Psychological support

Being diagnosed with cancer is a highly stressful life event for anyone, which leads to a range of problems such as anxiety, depression, fear (of the disease recurring, of the future…), not to mention the physical consequences brought about by side effects of the treatment.

In the case of prostate cancer, the likelihood of the treatment having major repercussions on the patient’s quality of life is high, above all with regard to the possibility of urinary incontinence and /or erectile dysfunction as a consequence of the treatment and other outcomes which may include loss of libido, gastrointestinal problems, mood swings….

The psychological repercussions of prostate cancer are twofold, meaning that they can be broken down into two main aspects: those relating to cancer as a whole and those which are specific to the localisation of the illness and the treatment:

– With regard to the psychological repercussions of cancer, these arise as a result of the general population associating the diagnosis with death, the social stigma and uncertainties which continue to exist even now regarding its causes and therapeutic. The most frequent disorders in terms of state of mind are anxiety and depression. Insomnia, anorexia and a disruption in daily activities may also arise as can a persistent fear of a relapse.

– Due to the potential effects of its treatment, prostate cancer represents an added threat for the sufferer which is a direct result of perceived damage to their self-image and manliness. This can have serious effects on their relationship, not to mention their self-esteem. Possible consequences such as incontinence and sexual impotence damage the patients’ vision of themselves as men, fill them with shame and embarrassment. If still working the patient may experience functional difficulties in the workplace, as a consequence for instance of needing to pass water more frequently, with everything this entails, and the added fear of his colleagues finding out. Those who no longer work may suffer emotional effects which are further enhanced by retirement (with all its implications in our society) added to loss on a physical level which in turn leads to decreased self-esteem.

Furthermore, prostate cancer brings to the surface two major aspects, both of which relate to medical aspects although they may exacerbate anxiety in the patient:

– Deciding between different alternatives for treatment: having to make a choice between the different courses of treatment  with their different side effects has a double repercussion on the patient’s wellbeing. On the one hand, this adds to the anxiety deriving from not knowing whether he has made the right choice. On the other hand, if the physician ensures that the patient is indeed well informed, that is, with equanimity and objectivity, this helps him feel in control which is very important especially from a man’s point of view. In some cases, for patients who have not been educated at all, or inappropriately so, the level of anxiety is raised. It is highly important for the patient to feel that communication channels between him and his physician are wide open.

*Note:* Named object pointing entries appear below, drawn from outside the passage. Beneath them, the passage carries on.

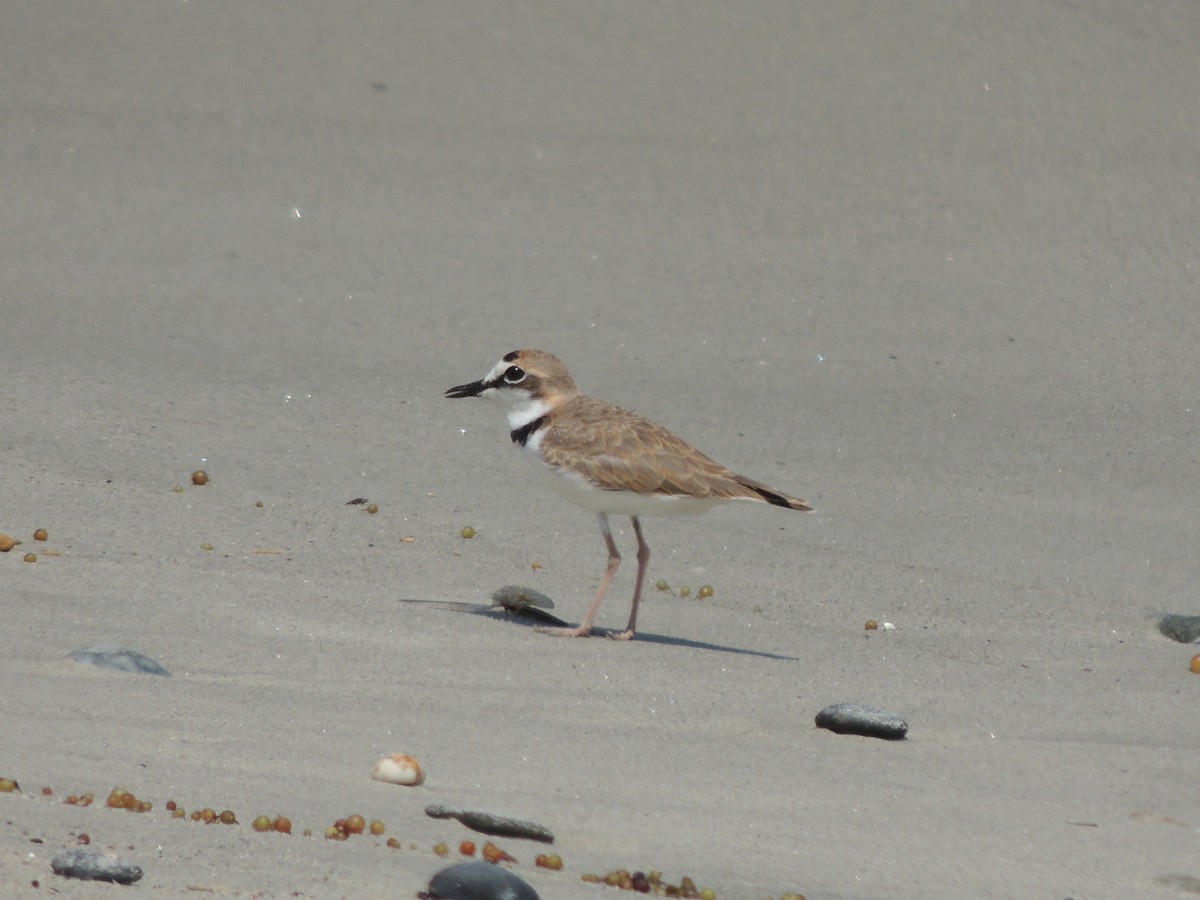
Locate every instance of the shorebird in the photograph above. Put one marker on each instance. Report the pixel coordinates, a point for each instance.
(607, 460)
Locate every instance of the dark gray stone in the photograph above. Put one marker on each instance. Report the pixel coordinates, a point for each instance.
(1185, 629)
(120, 659)
(479, 881)
(491, 823)
(94, 865)
(857, 719)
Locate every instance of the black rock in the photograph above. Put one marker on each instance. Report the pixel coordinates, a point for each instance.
(857, 719)
(479, 881)
(1185, 629)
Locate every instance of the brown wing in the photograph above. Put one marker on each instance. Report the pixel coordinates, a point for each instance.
(619, 450)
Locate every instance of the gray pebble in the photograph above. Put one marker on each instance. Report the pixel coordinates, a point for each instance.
(94, 865)
(491, 823)
(1185, 629)
(857, 719)
(120, 659)
(479, 881)
(514, 597)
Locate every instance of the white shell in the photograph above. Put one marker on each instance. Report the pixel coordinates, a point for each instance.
(399, 769)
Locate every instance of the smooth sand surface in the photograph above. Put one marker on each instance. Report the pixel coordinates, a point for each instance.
(931, 267)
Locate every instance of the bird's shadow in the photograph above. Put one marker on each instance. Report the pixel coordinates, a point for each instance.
(533, 617)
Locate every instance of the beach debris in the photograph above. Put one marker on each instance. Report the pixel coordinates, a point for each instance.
(1185, 629)
(648, 883)
(120, 659)
(516, 598)
(520, 600)
(280, 825)
(94, 865)
(478, 881)
(491, 823)
(399, 769)
(120, 798)
(857, 719)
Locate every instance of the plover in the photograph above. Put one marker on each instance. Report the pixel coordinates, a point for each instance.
(607, 460)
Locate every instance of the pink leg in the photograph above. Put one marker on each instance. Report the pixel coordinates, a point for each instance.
(643, 558)
(585, 628)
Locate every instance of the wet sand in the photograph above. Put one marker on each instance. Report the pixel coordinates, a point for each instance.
(931, 268)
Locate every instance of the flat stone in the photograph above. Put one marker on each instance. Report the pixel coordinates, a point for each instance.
(1185, 629)
(492, 823)
(120, 659)
(857, 719)
(94, 865)
(479, 881)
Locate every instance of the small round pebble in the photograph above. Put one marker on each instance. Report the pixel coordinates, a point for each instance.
(94, 865)
(399, 769)
(857, 719)
(479, 881)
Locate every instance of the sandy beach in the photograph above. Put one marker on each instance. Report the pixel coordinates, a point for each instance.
(930, 267)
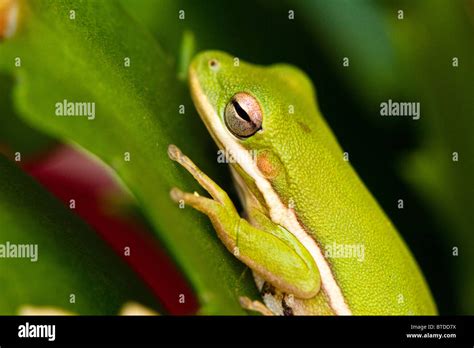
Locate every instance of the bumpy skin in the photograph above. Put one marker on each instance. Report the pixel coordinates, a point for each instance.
(309, 173)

– Tumour marker-related knowledge:  these days, cancer patients are receiving more and more information in terms of numbers, meaning that they know very well when those numbers indicate that something isn’t right. The prostate cancer patient tends to be well informed with regard to his PSA and as he waits for his results, or when faced with minimal increases, he is likely to feel anxious. This is known as “PSA anxiety” and can build up to become a genuine psychological issue. Some patients plot PSA graphs, whilst others turn to other analysts to corroborate results.

Prostate cancer is a major challenge in the life of the affected persons. It affects many aspects of their lives on a personal, work and/or social level. This is why it is important for them to be provided with psychological support, whether on an individual basis or with their partner, when resources that are usually available to the sufferer are lacking. One way to help reduce this anxiety and devastation is for the patient to be as well educated as possible with regard to his illness, its treatment and treatment side effects. Good communication with the physician is a key factor in achieving the patient’s peace of mind and helping him feel in control.